With this mixture ſpot the darkeſt part of your Shell, after a careleſs cloudy manner, imitating Nature as much as may be, letting a piece of the true Shell lie by you to look upon, thereby to acuate your Fancy and Genius.
Take Gum-water and therewith grind fine Sanguis Draconis [dragon’s blood] very ſoft; but ſome grind the Sanguis Draconis dry, till it is very fine, and then mix it with fine Seed-lac Varniſh, which is moſt proper and agreeable for this Work, and not ſo apt to Poliſh off as Size or Gum-water.
Now whereas, there are ſeveral Reds lighter and darker to be found on the edges of the blacker Part, and ſometimes lie in Streaks, and Clouds, on the tranſparent part of the Shell, we are now to imitate that with one of the two former mixtures of Dragons Blood.
Dip a ſmall Pencil into one of thoſe mixtures, and daſh the said Reds, fluſhing them in and about the dark Places, both thicker and thinner, fainter and lighter, and, with leſs Color towards the lighter part of the Shell; then ſweeten it ſo, that by degrees, it may ſo looſe its ſtrengih of Redneſs, as to be quite loſt in the Silver, or more tranſparent parts of the Work.
This done, give it 6 or 7 waſhes of fine Seed-lac Varniſh, and letting it dry 1 or 2 days, ruſh it gently and very ſmooth, to make it fit for the next Operation.
[Take] Fine Sanguis Draconis, Cambogia [gamboge], grind them dry to ſubtil Pouder; mix it with as much fine Seed-lac Varniſh, as may Varnilſh the piece 6 or 7 times more: and let it dry 12 hours or more.
Then give it another or third Varniſhing with the laſt mixture, doing it ſo often over, till the Silver ſeems to be changed into a Gold-like Color.
Laſtly, take heed that your Varniſh be not too thick and high colored with the Sanguis and Cambogia, but rather heighten it by degrees, leſt your Silver be too high colored, before it has received a ſufficient Body of Varniſh. Let it dry 6 or 7 days, then Poliſh and clear it up, as before directed.
Another Tortoife Shell Japan:
Firſt prime your piece very well, then Lacker and Size it in Oil. Then lay on your Leaf Silver, and let it dry very well: and have ready finely ground in Oil, theſe Colors, Red Lake, Cinnabar, brown Pink, Cologne’s Earth, and burnt Umber, placing them diſtinctly on your Pallet.
Strike over your work with Turpentine Varniſh and whilſt it is wet, mix lake and brown Pink, thin with Varniſh, and with it lay all your fainteſt Clouds or Spots, which ſoften ſweetly whilſt the Varniſh is moiſt.

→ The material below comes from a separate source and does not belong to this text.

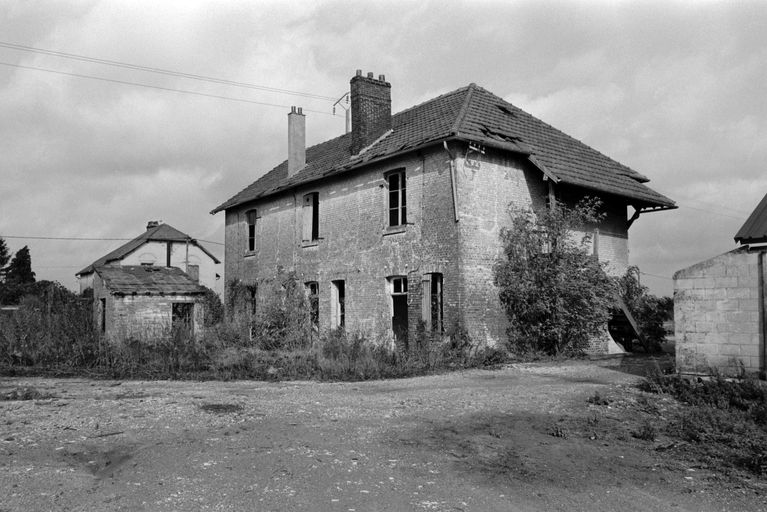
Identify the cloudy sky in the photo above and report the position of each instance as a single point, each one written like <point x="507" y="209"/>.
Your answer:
<point x="674" y="90"/>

Let it ſtand four hours or more, and if the Colors are dry, with a large ſoft Pencil, paſs it lightly over again: and again moiſtning it, put in more Clouds, which more and more darken with Umber, and Cologne Earth, before it is dry; always obſerving the Life, and ſweetning your Work, which is by blending, and inſenſibly mixing the Colors after they are laid, so as you cannot perceive where each of them begin or end.
If the Clouds are not dark enough, reiterate the Clouding and Varniſhing once more, as you ſee need requires: when well dryed, Glaze it 2 or 3 times with brown Pink, with a little Tincture of Verdigriſe in it: or you may Varniſh it with fine Seed-lac Varniſh, and then finiſh it as the former.

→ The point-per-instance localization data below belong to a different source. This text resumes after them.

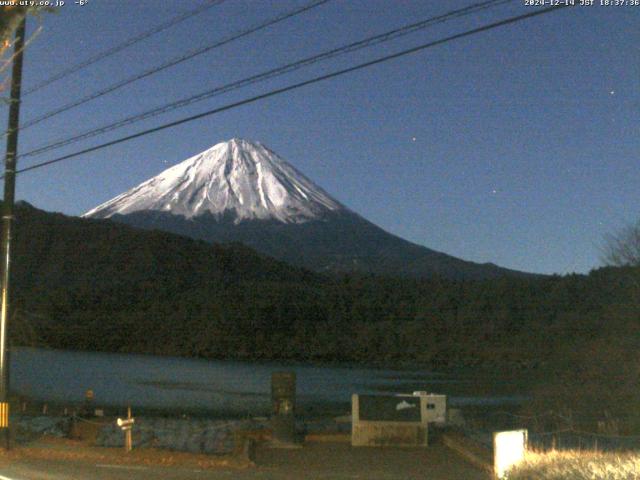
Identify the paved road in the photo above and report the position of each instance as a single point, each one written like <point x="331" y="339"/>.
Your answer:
<point x="314" y="461"/>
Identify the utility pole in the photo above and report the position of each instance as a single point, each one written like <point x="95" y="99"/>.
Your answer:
<point x="7" y="220"/>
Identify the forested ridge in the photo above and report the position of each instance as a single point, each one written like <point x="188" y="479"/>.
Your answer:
<point x="97" y="285"/>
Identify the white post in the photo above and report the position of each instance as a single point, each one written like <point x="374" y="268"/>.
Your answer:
<point x="508" y="450"/>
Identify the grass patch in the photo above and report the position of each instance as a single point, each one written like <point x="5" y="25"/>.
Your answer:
<point x="578" y="465"/>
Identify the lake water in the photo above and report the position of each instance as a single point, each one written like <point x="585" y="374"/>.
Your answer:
<point x="174" y="383"/>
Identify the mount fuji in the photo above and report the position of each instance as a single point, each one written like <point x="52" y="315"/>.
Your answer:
<point x="240" y="191"/>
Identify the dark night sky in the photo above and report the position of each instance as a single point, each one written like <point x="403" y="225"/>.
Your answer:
<point x="518" y="146"/>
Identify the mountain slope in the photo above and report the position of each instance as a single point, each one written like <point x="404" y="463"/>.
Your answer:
<point x="239" y="191"/>
<point x="238" y="177"/>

And another Tortoiſe Shell Japan:
Firſt lay a white Ground as before taught: then with proper Colors, as Vermilion, auripigment [orpiment], &c. duly mixt with common Turpentine Varniſh ſtreak and cloud, or ſhaddow the white Ground with any irregular fancy you pleaſe, as nearly imitating Tortoiſe Shell as you can.

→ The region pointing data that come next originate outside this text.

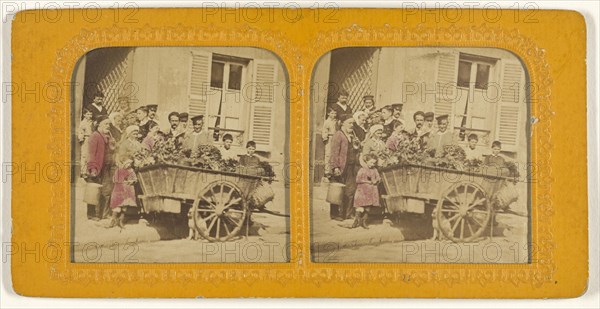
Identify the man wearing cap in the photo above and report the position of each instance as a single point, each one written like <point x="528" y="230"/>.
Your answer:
<point x="199" y="136"/>
<point x="397" y="107"/>
<point x="142" y="114"/>
<point x="369" y="104"/>
<point x="389" y="122"/>
<point x="100" y="167"/>
<point x="97" y="106"/>
<point x="183" y="120"/>
<point x="428" y="119"/>
<point x="442" y="137"/>
<point x="152" y="108"/>
<point x="341" y="107"/>
<point x="344" y="164"/>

Let it throughly dry, and then ſtrike it here and there with the reddiſh yellow Varniſh, mixed with a little Cinnabar, or Indian Lake, clouding it up and down the Work as nature requires; and touching it alſo with Varniſh, mixt with lamp or Ivory-black.
This done, Varniſh it 5 or 6 times over with the fineſt white Varniſh, or with fine Seed-lac Varniſh, letting it dry between every time.
Let it now dry a Week, and with Pumice-ſtone in fine Pouder, but rather fine Tripoli, and a wet Cloth, Poliſh it by gentle rubbing.
Laſtly, go over with it again 4 or 5 times with the fine White, or fine Seed-lac Varniſh; and when throughly dry, Poliſh it with Tripoli, and clear it with Putty and Oil, as before declared.
Yet another Tortoiſe Shell Japan:
Firſt lay a white Ground as before, and ſmear it over with Vermilion or ſome ſuch like, over which lay Leaves of Gold or Silver, as before taught, with Gum Ammoniacum, lacca Varniſh common Varniſh, Size or Glair.
This done, and being throughly dry, Shadow, cloud, and ſtain it, by ſome of the former Directions, according as the Reafon and Nature of the thing requires; ſtriking it over here and there with yellow Varniſh, or reddiſh yellow Varniſh, and red Varniſh mixed, with yellow Varniſh in perfect imitation of the Shell.